Para pelayan dipanggil ke halaman. Ada banyak pelayan di seluruh Chen Manor, berdiri dalam barisan padat. Mereka juga mengenakan pakaian serupa. Misalnya, pelayan kelas tiga secara berkelompok mengenakan pakaian berwarna biru, pelayan kelas dua mengenakan pakaian berwarna merah muda, dan pelayan kelas satu mengenakan pakaian berwarna ungu.
Pelayan kecil itu pergi ke antara para pelayan. Dia awalnya pelayan baru dan statusnya tidak tinggi. Biasanya, ketika melihat para pelayan ini, dia akan memanggil saudari perempuannya dengan hormat. Hari ini, dia harus mengenali orang yang telah menjebak Nona Chen di antara orang-orang ini, dan dia merasa sangat panik. Dia memandangi pelayan-pelayan besar itu dan hanya berani melihat sekilas.
“Tidak ada.” Pada akhirnya, dia tidak menemukan orang itu. Saat ini, dia dipenuhi keringat dingin, seolah-olah dia baru saja keluar dari air. Dia berlutut dan menangis ketakutan.
"Budak tidak berbohong. Seseorang benar-benar memintaku untuk menyampaikan pesan tersebut. tapi sekarang budak tidak dapat menemukan orang itu. Huu huuu... Nyonya tua, mohon maafkan budak, Nona tertua, mohon maafkan budak..."
Pei Yuwen memandang pelayan yang kepalanya seperti bawang putih, dan berkata dengan ringan: Ada banyak pengunjung hari ini, apa kamu yakin dia adalah pelayan keluarga Chen?
Wajah pelayan itu membeku saat dia menangis dengan sedihnya. Dia meletakkan lengannya yang sedang menyeka air mata, wajahnya kosong.
“Budak ini tidak mengenali orang itu dan tidak mengetahui siapa dia. Dia bukan pembantu dari keluarga Chen?" Pelayan itu menatap Pei Yuwen dengan putus asa.
"Nyonya tua, rumah Anda memanggil saudari-saudari Pei-kami ke sini untuk menanyai kami karena rumor tanpa bukti?
Apakah ini cara rumah Chen beramah tamah? ramah mewah seperti rumah Chen benar-benar sesuatu yang tidak berani didaki oleh keluarga kecil seperti kami.
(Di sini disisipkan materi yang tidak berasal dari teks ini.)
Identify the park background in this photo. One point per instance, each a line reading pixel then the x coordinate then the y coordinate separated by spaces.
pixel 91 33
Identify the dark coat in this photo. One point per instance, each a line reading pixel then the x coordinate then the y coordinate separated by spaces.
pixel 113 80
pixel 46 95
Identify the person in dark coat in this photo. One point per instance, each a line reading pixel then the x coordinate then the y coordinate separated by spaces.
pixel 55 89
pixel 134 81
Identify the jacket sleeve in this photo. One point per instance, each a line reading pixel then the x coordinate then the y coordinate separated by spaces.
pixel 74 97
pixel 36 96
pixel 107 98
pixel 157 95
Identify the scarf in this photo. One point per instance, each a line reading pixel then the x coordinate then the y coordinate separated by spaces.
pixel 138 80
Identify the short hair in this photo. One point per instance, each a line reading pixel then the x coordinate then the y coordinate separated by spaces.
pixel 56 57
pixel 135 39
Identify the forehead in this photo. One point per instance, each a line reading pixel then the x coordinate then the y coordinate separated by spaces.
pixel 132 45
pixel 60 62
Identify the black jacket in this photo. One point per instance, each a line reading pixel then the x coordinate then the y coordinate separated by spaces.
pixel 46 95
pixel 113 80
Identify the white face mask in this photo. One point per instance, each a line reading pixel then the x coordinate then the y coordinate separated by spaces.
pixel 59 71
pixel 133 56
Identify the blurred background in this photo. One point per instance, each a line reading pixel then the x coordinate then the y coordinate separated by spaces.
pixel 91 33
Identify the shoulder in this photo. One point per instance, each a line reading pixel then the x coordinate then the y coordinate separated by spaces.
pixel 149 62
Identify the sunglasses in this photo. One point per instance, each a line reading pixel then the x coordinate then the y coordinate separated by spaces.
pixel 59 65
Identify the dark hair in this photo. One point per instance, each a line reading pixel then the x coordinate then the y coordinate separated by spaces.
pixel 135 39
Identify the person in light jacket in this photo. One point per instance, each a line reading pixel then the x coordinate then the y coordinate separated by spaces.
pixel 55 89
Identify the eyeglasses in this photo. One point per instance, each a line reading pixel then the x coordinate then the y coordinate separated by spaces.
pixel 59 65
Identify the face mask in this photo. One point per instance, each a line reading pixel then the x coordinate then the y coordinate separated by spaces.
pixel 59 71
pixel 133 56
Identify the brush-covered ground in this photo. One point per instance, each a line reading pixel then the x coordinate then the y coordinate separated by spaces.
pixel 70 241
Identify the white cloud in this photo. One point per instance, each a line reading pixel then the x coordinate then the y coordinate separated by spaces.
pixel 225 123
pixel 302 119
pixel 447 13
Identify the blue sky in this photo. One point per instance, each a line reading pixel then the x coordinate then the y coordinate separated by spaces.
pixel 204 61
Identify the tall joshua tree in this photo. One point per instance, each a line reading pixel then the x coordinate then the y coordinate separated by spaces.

Ya, terima kasih nyonya tua atas keramahtamahannya. Tapi setelah hari ini, saudari-saudari kami tidak akan datang untuk mengeluh. Lagi pula... itu terlalu merepotkan."
"Nona Pei, jangan marah. Jika hal seperti ini terjadi, cucu perempuanku yang paling menderita. Untuk mengembalikan kepolosannya, beberapa hal harus diselidiki dengan jelas." Nyonya Fang berkata dengan sopan pada Pei Yuwen. Namun, jika mengabaikan manik-manik yang melengking, sikap ini memang cukup baik. Sayangnya itu hanya demi cinta yang dangkal.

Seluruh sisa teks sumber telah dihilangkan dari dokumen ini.